10. Tools and machines: The tools and machines manufactured upon special orders
for the purpose of meeting buyers’ specific demands on commodities will remain in the
Supplier’s ownership even if the manufacturing costs are invoiced separately. The manufacturing costs invoiced on tools and machines represent only a part of the whole manufacturing costs. Those do not cover the preparation works, designing, construction, testing and maintenance. The tools and machines may not be placed at the Buyer’s disposal even after the termination of the contract, primarily in view of the related trademark rights and business secrets. Should 2 years pass after delivery without placing any order, and the Buyer fails to send a relative notice, the Supplier will be free to use the tools and machines. The existing tools may be used without maintenance costs until the condition of those make it possible to provide complete performance. Costs of repair associated with the normal wear and tear of the tools and machines as well as the full expenses of special modifications of tools requested by the Buyer will fall upon the Buyer. The complete repair and maintenance costs of the tools provided by the Buyer will be borne by the latter.
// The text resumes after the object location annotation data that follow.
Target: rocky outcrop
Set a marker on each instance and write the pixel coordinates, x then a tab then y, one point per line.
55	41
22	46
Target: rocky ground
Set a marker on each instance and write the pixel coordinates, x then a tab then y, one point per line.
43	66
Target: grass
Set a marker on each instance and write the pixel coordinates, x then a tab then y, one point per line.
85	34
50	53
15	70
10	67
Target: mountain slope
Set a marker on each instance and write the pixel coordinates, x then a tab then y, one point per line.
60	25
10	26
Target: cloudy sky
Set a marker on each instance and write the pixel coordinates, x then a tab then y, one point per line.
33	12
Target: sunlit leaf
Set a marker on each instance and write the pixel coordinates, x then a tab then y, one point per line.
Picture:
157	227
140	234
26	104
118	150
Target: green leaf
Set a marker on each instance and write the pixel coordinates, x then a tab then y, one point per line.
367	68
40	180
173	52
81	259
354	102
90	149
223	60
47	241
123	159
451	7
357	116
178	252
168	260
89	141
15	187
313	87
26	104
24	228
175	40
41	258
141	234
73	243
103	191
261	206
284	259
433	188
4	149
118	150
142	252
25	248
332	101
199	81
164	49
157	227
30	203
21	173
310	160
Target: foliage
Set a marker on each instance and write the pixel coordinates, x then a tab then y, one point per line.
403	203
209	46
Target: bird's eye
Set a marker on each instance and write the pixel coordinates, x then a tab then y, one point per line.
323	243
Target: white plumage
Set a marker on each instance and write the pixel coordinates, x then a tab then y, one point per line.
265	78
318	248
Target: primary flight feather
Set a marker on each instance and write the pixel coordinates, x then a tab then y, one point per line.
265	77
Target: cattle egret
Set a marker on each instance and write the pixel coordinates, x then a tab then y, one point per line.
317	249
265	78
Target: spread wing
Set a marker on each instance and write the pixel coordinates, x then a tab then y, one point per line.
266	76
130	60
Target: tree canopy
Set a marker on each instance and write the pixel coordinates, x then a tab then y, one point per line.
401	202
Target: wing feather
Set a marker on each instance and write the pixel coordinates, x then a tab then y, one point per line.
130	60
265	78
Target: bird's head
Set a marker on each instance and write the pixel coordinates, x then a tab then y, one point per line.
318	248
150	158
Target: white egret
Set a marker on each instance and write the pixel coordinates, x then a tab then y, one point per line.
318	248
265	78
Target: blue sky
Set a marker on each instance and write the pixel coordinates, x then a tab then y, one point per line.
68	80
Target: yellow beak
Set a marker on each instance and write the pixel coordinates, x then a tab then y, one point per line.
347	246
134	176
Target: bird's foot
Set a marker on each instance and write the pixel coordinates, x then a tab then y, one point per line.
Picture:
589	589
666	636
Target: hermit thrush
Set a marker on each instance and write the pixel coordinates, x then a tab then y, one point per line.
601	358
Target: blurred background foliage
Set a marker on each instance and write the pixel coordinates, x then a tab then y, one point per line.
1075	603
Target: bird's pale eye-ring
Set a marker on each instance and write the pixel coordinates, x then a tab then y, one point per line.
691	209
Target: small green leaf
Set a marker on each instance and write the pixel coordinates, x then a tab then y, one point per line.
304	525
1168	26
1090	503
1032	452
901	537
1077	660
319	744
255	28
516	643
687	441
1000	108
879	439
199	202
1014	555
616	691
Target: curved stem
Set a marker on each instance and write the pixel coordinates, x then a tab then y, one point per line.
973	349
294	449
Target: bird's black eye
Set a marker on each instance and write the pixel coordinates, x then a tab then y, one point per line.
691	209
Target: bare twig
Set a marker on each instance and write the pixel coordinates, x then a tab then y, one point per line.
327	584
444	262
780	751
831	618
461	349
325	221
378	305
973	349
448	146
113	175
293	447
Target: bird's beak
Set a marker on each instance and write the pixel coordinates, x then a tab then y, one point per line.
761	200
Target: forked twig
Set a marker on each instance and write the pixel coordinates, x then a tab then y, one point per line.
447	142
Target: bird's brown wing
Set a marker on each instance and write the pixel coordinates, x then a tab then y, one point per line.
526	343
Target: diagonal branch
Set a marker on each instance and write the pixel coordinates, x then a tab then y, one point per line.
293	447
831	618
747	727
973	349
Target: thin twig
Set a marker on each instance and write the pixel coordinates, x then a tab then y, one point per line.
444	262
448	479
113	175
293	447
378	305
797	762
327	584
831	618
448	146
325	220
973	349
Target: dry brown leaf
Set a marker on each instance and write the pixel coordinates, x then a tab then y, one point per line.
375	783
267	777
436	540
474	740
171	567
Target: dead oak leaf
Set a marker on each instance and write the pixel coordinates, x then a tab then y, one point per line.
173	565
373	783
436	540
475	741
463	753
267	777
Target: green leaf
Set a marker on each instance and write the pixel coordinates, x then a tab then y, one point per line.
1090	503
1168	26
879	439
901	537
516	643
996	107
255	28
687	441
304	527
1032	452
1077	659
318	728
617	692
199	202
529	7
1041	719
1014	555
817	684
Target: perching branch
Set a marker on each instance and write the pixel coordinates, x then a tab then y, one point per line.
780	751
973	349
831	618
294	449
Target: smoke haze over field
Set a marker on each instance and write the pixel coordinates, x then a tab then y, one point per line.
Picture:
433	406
11. Trademark rights: The Buyer assumes full liability for any possible infringement
of copyrights of third parties in connection with the products manufactured and
delivered on basis of the documents provided by it. If a third party lodges claim for infringement of any trademark right, the Supplier will not be obliged to confirm the correctness of such complaint, but at the same time it reserves the right to stop the manufacture of the products ordered. In such a case the Buyer will be bound to compensate the Supplier for the costs incurring during the procedure. The Buyer has full liability for any direct or indirect losses suffered by the Supplier arising from the infringement of any trademark right or complaints and we have the right to claim a reasonable amount in advance for the lawsuit proceedings.
12. Legal disputes: For questions not regulated in the GSTC and in the actual
contracts the provisions of the Hungarian Civil Code will be applicable. In case of
disputes the contracting parties stipulate the exclusive competence of the Miskolc
District Court and the Miskolc Tribunal depending on the scope of jurisdiction.